Dopo la tragedia del terremoto di questa notte diventa ancor più difficile recuperare nuovo budget per novità pensioni: la situazione




Pensioni ultime notizie e ultime, ultimissime notizie e pensioni novità (AGGIORNAMENTO ore 17:30): Non è facile parlare del terremoto a livello macroeconomico pensando alle centinaia di morti e feriti, ma per la ricostruzione dovranno essere stanziati diverse centinaia di milioni di euro doverosamente e per forza sperando che arrivino presto e vengano utilizzati bene. E tutto questo rende ancora tutto più difficile il quadro d'insieme già negativo di per sè sia per le novità per le pensioni che per gli altri temi soprattutto dopo le ultime notizie e ultimissime dell'andamento economico che già obbligheranno a rivedere i margini. Bisogna, comunque, sperare, soprattutto che la tragedia del terremoto non sia usata come scusante per non fare nulla o quasi sulle novità per le pensioni e per il resto. Perchè non sarebbe, comunque, la verità.

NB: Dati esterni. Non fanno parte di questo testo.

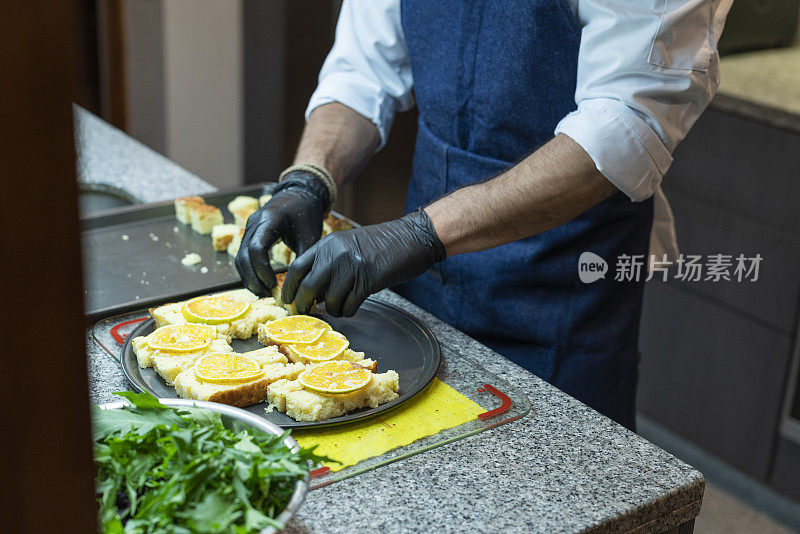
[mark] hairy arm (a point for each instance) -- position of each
(338, 139)
(553, 185)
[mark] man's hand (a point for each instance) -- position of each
(345, 268)
(293, 214)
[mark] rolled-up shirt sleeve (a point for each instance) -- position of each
(646, 71)
(368, 68)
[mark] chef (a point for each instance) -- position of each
(545, 128)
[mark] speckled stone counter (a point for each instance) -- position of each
(561, 468)
(111, 161)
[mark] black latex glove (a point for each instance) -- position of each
(293, 214)
(344, 268)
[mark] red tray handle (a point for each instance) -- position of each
(120, 338)
(318, 472)
(504, 407)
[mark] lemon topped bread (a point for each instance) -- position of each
(306, 369)
(234, 314)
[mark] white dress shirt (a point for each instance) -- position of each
(646, 70)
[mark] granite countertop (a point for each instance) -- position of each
(561, 468)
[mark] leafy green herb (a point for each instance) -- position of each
(180, 471)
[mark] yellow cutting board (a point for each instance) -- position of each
(437, 408)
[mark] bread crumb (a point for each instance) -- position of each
(192, 258)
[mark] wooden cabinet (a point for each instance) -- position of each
(715, 355)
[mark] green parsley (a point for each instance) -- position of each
(180, 471)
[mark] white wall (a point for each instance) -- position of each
(203, 93)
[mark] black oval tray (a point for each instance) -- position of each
(395, 339)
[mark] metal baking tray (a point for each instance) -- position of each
(132, 256)
(384, 332)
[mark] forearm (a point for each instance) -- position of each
(338, 139)
(553, 185)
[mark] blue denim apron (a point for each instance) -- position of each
(492, 78)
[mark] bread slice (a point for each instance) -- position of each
(276, 294)
(222, 235)
(281, 253)
(204, 217)
(261, 311)
(169, 365)
(182, 205)
(188, 386)
(236, 242)
(305, 405)
(242, 202)
(145, 355)
(240, 216)
(336, 224)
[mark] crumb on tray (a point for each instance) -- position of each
(192, 258)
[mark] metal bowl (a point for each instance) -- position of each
(231, 416)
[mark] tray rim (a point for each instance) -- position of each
(427, 376)
(101, 220)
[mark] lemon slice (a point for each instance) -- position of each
(227, 368)
(329, 345)
(335, 377)
(294, 329)
(214, 309)
(181, 337)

Pensioni ultime notizie e ultime, ultimissime notizie e pensioni novità (AGGIORNAMENTO ore 21:01): Non c'è dubbio che sono proprio le emergenze a costringere di solito le maggioranze a rimescolare le priorità dei temi da affrontare e il recente terremoto in centro Italia potrebbe portare il ripensamento di alcune scelte tra cui, in un quadro già molto delicato, potrebbe toccare anche le novità per le pensioni. Non servono le ultime e ultimissime notizie per capire come si rende indispensabile lo stanziamento di budget dedicato per consentire a questi territori colpiti dal sisma di rimettersi in piedi.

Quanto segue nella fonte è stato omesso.